Shared storage impact

Our shared storage architecture consists of a number of fileserver clusters which use the Gluster filesystem for redundant file storage and failure handling. With Gluster, files do not get replicated between the server nodes but by the storage clients (in our case, the web application servers). They maintain a connection to every active storage node and use these connections for reading. If a file needs to be written, the client repeats the change for every connected storage node. Metadata stored with the files is used to keep track of each file’s replication status.

The packet loss between the web servers and “stor02a” caused to an increasing number of retries which slowed down file access significantly. In turn, this kept web server processes busy much longer than normal and eventually led to a saturation of available HTTP connections. In other words, the websites on these clusters became unreachable.

Recovery

If a storage node fails completely (e.g. due to a hardware failure or power outage), the Gluster clients will quickly notice repeated connection failures and stop accessing this node. In this incident, though, the network connection kept going down and up again, so the clients kept trying to access “stor02a”. When we became aware of this problem at about 10:35, we decided to shut down “stor02a” manually to provoke a failure event.

Shortly after, at about 10:50, network connectivity in DC #10 became stable again and web server load went down to normal levels.

We had a few additional network issues during the day but they always had already subsided when our on-call staff got notified. That’s why we decided to close the incident.

Unfortunately, we had to reopen it again on the next day. On 2013-02-07 from about 09:40 to 10:56 UTC, we experienced the same kind of network problems in DC #10 again. This time, Hetzner published a datacenter status update explaining that they were caused by a bug in a router firmware.

Unfortunately, the malfunctioning network had caused additional problems which we became aware of in the afternoon when a customer called our support hotline because their website failed to deliver certain image files. We found that this was caused by a split-brain situation on the storage cluster “stor02” where changes made on node “stor02b” weren’t reflected on “stor02a” and the self-heal algorithm built into the Gluster filesystem was not able to resolve this inconsistency between the two data sets.

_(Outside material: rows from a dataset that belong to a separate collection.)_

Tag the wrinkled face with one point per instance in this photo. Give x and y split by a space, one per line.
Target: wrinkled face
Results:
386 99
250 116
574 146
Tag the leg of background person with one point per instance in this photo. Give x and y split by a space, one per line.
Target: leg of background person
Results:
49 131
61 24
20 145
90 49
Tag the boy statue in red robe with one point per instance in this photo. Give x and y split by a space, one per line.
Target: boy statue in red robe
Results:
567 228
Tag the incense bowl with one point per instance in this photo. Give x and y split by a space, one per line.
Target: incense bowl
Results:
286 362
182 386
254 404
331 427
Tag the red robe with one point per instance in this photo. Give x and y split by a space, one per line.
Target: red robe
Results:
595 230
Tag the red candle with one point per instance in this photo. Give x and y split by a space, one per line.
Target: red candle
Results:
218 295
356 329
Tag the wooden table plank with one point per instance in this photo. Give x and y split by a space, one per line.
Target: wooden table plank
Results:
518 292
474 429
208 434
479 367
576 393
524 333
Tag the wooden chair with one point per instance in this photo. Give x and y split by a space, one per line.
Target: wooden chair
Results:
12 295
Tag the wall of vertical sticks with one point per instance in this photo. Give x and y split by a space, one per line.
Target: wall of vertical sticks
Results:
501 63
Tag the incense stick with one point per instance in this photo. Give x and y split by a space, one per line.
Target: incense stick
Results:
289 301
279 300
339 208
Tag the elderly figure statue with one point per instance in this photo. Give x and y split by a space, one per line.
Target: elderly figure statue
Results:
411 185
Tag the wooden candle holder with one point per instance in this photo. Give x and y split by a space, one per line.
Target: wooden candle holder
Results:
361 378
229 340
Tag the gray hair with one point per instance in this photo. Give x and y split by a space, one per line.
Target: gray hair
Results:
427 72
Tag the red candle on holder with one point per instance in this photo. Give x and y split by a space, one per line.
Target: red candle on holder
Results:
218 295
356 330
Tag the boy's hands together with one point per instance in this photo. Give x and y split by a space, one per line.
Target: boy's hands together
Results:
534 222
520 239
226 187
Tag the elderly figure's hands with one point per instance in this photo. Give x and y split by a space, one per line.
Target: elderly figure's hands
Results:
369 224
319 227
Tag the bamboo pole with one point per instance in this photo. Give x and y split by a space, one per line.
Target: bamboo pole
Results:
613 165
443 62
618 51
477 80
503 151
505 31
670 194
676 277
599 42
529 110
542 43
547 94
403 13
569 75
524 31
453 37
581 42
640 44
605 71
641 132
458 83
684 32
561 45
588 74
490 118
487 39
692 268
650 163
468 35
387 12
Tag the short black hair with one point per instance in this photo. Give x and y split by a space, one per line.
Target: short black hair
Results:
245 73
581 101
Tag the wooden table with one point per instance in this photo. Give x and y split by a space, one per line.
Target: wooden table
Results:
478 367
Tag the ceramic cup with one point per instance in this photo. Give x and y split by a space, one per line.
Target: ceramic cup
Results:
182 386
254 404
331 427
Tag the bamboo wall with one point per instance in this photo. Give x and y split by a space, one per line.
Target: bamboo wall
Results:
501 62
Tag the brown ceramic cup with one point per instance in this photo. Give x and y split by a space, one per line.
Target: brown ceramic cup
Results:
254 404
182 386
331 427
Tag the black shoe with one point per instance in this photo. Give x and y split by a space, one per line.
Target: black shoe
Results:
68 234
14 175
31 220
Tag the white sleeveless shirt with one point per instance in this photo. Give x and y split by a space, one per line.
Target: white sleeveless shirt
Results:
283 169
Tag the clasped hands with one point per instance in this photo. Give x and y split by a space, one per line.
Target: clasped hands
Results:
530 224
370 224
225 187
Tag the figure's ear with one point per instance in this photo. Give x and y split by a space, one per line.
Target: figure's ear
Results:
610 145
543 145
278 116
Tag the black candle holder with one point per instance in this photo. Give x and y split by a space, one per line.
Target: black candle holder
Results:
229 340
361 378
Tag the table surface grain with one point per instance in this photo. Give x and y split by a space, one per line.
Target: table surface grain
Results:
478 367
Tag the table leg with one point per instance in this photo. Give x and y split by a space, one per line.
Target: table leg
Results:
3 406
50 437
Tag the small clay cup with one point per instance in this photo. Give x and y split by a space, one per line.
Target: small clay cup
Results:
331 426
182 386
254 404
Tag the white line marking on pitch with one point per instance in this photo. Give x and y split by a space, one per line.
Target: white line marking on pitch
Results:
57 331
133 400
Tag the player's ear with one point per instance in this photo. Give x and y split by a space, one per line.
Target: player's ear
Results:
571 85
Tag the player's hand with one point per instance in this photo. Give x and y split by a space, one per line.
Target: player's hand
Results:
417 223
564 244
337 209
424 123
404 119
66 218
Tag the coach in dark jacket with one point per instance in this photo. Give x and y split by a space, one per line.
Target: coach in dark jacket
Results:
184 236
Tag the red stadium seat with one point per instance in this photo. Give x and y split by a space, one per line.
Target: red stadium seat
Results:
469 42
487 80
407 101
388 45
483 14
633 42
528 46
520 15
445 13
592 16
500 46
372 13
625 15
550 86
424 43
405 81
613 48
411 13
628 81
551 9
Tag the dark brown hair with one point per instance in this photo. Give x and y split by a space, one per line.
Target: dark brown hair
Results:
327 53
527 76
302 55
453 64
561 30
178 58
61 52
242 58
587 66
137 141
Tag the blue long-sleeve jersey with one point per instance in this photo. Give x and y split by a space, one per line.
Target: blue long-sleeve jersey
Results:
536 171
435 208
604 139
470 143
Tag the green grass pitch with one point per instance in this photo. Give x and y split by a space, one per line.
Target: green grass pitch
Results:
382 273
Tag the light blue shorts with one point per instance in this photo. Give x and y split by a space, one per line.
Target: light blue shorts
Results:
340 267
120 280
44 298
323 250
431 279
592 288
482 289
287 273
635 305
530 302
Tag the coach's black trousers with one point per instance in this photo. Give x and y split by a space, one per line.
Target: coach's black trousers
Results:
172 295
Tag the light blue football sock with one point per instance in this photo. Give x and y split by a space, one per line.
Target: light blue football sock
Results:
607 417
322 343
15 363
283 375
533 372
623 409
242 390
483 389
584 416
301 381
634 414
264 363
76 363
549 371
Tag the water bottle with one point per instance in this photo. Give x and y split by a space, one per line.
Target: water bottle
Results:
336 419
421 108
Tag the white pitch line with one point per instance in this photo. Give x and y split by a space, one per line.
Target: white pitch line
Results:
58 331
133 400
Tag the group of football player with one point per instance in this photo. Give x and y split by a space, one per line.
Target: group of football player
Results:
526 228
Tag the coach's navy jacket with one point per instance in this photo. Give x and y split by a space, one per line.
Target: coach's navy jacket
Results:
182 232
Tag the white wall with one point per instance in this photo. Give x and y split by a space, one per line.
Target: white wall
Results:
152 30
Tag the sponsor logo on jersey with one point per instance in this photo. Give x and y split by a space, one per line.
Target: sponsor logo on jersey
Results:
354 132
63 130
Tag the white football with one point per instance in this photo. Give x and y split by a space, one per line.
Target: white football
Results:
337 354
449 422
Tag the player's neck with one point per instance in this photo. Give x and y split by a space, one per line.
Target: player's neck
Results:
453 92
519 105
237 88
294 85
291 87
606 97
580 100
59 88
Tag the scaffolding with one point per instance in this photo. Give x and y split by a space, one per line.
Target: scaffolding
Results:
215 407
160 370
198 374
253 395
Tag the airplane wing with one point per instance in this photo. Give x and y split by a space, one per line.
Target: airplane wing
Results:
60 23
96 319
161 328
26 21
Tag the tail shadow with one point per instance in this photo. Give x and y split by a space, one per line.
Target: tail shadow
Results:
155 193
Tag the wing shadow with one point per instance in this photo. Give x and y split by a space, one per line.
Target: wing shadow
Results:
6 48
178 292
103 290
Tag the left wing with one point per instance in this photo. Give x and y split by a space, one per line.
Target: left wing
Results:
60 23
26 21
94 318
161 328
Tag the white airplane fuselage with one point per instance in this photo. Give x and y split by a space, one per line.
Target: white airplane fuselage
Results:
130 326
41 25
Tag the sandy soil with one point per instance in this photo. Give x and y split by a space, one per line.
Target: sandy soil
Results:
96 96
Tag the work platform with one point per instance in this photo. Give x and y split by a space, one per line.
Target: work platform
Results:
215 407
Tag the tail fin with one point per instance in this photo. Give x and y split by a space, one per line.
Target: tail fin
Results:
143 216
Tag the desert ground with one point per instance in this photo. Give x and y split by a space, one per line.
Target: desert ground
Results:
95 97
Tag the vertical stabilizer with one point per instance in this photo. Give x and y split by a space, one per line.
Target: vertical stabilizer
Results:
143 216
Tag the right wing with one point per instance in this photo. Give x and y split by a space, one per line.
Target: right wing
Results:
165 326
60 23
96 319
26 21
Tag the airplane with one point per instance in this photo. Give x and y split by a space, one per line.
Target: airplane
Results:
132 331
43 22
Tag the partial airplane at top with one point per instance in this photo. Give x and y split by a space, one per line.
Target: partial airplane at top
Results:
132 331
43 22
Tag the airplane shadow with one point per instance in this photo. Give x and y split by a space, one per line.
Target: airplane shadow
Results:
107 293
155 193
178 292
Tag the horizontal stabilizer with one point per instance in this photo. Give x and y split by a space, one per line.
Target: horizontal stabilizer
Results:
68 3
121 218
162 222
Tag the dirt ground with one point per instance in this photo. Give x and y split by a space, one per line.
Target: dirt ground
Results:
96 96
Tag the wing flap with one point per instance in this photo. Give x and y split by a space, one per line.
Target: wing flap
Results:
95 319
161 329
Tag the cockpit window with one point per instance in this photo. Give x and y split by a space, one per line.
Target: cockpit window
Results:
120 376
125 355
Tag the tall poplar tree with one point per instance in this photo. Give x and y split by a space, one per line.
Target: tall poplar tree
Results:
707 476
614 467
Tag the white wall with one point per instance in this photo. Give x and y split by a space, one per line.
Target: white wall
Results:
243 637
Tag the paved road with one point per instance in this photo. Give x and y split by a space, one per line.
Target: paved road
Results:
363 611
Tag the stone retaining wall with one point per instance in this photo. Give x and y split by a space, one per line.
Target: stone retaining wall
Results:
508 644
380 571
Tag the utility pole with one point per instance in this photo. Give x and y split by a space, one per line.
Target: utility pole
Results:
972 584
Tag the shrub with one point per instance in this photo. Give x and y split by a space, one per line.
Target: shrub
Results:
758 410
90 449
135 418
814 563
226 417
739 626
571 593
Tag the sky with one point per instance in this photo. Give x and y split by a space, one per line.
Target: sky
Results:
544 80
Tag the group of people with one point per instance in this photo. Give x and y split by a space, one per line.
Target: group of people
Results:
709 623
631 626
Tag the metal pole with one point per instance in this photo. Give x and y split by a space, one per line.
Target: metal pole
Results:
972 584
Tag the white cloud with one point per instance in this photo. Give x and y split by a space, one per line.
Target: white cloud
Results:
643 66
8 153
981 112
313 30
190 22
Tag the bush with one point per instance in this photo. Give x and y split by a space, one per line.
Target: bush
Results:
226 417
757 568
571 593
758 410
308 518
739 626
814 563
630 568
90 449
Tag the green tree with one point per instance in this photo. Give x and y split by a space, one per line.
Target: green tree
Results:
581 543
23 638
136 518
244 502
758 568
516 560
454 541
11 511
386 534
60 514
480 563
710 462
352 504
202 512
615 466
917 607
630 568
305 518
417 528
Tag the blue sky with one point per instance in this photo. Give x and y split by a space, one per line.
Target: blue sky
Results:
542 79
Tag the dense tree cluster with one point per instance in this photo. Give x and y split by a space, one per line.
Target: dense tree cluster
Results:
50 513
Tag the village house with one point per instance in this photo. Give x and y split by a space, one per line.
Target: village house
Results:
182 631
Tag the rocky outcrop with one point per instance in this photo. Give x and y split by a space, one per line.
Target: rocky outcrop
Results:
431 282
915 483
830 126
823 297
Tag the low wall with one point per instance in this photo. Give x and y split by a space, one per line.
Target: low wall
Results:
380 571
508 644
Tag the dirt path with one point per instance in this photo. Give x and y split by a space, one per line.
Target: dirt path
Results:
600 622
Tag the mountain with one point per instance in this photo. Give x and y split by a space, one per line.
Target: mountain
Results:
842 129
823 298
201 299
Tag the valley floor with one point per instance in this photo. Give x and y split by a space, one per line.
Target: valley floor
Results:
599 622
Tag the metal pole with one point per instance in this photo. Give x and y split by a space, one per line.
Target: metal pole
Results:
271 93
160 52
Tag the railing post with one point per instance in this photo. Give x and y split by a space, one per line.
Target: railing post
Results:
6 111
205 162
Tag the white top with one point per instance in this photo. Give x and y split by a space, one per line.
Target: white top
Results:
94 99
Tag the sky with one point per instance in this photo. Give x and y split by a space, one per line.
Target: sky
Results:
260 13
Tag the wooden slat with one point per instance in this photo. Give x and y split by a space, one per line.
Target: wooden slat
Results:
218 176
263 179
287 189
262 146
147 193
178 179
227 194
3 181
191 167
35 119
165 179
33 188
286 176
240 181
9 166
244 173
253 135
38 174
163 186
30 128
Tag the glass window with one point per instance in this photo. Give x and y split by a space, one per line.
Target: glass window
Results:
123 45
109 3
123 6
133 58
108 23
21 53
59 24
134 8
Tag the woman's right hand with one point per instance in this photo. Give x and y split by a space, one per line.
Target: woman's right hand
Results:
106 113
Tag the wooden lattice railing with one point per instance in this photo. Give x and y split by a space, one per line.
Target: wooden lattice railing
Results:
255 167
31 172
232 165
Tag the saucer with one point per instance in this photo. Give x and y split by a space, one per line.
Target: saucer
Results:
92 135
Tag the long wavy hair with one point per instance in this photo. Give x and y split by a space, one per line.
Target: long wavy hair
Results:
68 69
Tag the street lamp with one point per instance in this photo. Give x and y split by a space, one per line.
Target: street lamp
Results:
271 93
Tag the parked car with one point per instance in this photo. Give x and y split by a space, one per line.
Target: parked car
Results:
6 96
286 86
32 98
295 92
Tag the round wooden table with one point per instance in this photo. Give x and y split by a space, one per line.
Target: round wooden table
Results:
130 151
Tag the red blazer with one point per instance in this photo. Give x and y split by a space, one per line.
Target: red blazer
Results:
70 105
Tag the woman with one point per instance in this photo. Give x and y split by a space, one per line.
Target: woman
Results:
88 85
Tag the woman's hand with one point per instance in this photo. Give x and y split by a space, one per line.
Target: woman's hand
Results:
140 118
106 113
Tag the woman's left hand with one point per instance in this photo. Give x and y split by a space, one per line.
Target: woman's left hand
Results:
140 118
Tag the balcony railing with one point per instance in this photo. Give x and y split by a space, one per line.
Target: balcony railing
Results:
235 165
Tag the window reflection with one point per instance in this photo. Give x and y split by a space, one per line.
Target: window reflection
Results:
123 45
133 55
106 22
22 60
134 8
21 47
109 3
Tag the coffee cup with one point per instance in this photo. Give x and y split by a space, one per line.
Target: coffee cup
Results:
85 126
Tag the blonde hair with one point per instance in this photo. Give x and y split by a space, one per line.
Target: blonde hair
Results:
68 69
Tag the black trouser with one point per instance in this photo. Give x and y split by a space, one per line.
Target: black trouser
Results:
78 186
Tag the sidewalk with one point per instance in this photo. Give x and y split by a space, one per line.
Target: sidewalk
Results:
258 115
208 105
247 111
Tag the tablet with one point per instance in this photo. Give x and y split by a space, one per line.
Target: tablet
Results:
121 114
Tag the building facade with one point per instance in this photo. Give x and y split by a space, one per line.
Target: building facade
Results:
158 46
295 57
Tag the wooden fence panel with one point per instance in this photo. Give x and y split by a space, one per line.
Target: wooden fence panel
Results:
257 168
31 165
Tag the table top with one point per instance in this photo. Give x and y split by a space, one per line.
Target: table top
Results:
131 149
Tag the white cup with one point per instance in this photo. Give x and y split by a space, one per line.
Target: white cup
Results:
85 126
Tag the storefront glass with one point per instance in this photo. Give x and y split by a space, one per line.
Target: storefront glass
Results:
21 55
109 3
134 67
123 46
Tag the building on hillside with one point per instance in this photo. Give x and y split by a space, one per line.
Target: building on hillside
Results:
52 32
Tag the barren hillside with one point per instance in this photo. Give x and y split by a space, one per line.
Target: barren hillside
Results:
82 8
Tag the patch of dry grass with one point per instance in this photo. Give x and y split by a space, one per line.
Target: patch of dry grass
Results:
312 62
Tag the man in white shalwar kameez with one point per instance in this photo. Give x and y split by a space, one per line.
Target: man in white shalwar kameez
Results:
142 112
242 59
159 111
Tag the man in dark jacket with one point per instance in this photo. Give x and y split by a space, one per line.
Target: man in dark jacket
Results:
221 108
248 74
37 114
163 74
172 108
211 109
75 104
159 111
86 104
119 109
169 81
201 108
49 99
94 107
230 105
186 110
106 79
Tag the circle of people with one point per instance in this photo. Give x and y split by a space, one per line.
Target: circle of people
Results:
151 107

We were able to resolve this secondary incident by doing backups of both data sets and then deleting the older one. Now, the self-heal mechanism didn’t get contradicting metadata any more and successfully mirrored the intact data set from “stor02b” to “stor02a”. Unfortunately, this caused another brief overload of the web nodes because of a short surge in network traffic.

Where do we go from here?

We will look for effective changes to our architecture that could lessen the impact of local network malfunctions on our server infrastructure.
We will investigate if we can further optimize our storage configuration to make it more resilient against network malfunctions.
We will add checks to our monitoring system that will immediately inform us of data inconsistencies between the nodes of a storage cluster.
We will define and document a Standard Operating Procedure of how to deal with partial or full storage cluster outages.
We will work closely with our datacenter partners to make sure that there are effective communication channels established between our operations teams in the case of datacenter incidents.

Summary

I couldn’t be more sorry about the incident and the impact it had on our customers. We always use problems like this as an opportunity to improve our infrastructure and processes, and this will be no exception. Thank you for your continued support of freistil IT, we are working hard and making significant investments to make sure we live up to the trust you’ve placed in us.